Friday, December 10, 2004

So big, I couldn't stop smiling

I went to collect the bike from the hire shop; which was more of a boutique actually, Harley Davidson branded clothes and other things, everything nice and clean.

I tried a couple of leather jackets before settling on a traditional looking number with the zip across my chest at an angle. I asked about helmets. The selection consisted of several of the type sported by Dick Dastardly’s friend, Klunk. None fit comfortably but I took one anyway. The bike was a Sportster, the smallest, at 900cc but still noisy even on the very wide main road that runs through the centre of Sedona.

Between me and Prescott, 50 or so miles west, there was mainly desert and a range of quite pointy hills. I had left the edge of town and experimented with speed a little before I decided that the helmet was cramping more than just my style. I strapped it to the grab handle and set off again, a little tentatively at first as it seemed very easy to imagine my head meeting the tarmac and splitting open like a melon.

After maybe an hour, having stopped off at the little ex-mining town of Jerome, I had reached an altitude where there was snow on the edges of the road. Only a few minutes more and I was winding down the other side of the range. The view was very, very big; miles of desert with a pencilled in road, squiggling into the haze.

Monday, December 06, 2004

The music kept us going

Monday evening, listening to Tank by the Stranglers courtesy of my excellent Sennheiser cordless headphones and I am right back there in that gold Ford Granada, my father having taken his two early teenage sons for a fortnight drive-about in the borders. I think that you would call that a low point. Everyone would rather have been somewhere else.

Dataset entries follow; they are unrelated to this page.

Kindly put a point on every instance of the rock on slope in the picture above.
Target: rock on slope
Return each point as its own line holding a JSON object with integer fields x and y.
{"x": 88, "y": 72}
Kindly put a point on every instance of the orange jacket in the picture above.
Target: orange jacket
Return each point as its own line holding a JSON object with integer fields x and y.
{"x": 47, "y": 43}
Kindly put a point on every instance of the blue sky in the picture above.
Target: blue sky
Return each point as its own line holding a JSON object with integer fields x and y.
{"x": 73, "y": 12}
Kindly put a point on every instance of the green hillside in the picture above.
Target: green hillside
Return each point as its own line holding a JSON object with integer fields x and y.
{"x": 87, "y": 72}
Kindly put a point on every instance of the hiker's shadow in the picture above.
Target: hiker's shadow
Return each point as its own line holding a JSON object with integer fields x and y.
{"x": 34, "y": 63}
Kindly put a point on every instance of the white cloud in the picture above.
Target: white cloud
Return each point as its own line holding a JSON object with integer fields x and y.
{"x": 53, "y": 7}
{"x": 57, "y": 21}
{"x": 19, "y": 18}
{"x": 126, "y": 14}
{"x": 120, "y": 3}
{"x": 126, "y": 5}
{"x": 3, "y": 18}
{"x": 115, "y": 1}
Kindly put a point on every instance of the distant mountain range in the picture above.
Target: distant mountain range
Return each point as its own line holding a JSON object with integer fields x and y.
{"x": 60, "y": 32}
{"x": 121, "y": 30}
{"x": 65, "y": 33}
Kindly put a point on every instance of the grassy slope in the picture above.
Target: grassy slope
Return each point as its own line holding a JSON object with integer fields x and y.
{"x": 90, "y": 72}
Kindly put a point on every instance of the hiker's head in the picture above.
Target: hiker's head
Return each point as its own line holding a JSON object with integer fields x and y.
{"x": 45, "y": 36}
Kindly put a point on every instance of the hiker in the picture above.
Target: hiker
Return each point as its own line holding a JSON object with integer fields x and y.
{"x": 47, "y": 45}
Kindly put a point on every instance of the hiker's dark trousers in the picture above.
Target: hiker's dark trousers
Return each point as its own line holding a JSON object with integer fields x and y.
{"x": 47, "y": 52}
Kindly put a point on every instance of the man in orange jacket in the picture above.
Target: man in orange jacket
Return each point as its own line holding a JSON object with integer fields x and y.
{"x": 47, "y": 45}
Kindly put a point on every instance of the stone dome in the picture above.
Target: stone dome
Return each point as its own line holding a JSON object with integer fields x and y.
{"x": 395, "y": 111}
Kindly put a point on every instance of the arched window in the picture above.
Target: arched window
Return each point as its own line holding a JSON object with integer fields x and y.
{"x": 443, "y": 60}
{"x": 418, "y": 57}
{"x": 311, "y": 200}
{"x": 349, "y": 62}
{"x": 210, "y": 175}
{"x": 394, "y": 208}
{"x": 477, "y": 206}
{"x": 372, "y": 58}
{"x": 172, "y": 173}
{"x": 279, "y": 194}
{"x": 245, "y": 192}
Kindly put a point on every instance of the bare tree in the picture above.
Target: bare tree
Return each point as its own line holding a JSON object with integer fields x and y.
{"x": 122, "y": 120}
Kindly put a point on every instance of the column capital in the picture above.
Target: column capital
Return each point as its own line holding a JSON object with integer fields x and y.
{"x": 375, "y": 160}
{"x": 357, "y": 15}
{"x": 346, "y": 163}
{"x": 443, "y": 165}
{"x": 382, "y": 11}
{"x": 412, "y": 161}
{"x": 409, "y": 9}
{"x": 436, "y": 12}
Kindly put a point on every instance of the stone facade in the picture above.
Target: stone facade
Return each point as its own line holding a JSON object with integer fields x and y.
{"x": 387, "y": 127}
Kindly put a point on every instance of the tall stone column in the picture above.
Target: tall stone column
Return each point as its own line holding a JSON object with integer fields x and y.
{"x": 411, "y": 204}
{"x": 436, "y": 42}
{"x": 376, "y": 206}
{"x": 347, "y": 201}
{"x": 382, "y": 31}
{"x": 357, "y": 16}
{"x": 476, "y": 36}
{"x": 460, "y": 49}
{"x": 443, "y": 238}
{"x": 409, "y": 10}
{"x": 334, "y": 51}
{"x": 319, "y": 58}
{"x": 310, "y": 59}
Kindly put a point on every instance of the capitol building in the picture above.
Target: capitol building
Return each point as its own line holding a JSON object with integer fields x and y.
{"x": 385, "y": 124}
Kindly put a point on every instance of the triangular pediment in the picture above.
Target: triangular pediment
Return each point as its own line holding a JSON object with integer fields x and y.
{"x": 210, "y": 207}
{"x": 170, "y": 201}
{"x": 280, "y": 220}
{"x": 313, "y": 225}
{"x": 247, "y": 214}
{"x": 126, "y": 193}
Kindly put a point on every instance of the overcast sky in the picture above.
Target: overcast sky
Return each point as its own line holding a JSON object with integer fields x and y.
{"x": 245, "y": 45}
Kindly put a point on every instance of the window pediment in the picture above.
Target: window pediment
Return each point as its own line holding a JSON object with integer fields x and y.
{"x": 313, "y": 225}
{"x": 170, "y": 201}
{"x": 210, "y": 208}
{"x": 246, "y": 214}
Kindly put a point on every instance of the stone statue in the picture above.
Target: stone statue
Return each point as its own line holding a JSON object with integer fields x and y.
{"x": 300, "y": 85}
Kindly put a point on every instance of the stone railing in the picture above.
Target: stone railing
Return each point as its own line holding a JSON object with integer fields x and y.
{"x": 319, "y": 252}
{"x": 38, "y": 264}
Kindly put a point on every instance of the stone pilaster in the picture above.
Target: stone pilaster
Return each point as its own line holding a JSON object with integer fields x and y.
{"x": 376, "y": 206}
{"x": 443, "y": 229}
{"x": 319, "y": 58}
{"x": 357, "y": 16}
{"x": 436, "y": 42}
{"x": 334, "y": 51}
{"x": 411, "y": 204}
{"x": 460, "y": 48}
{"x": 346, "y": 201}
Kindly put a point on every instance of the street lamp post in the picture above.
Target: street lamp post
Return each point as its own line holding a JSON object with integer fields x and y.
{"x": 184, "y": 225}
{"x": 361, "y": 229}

I can’t remember a great deal about that holiday. The damp smell of the bungalow we had rented or, egged on by my brother and me, my dad’s abandoned overtaking manoeuvre on a country road. When confronted by a tractor coming the other way there was a seemingly interminable, noisy and dramatic locking up of breaks. Next, an odd moment of irony as our tyre smoke wafted gently past us, leaving the three of us behind us to quietly reflect.

Apart from listening to the Stranglers, Magazine and Kraftwerk, one other thing comes to mind. Working from the back seat as we drove along, vigorously rubbing my dad’s head and utilising the volume enhancing properties of static electricity, I succeeded in getting his comb-over to become a kind of jaunty Mohican.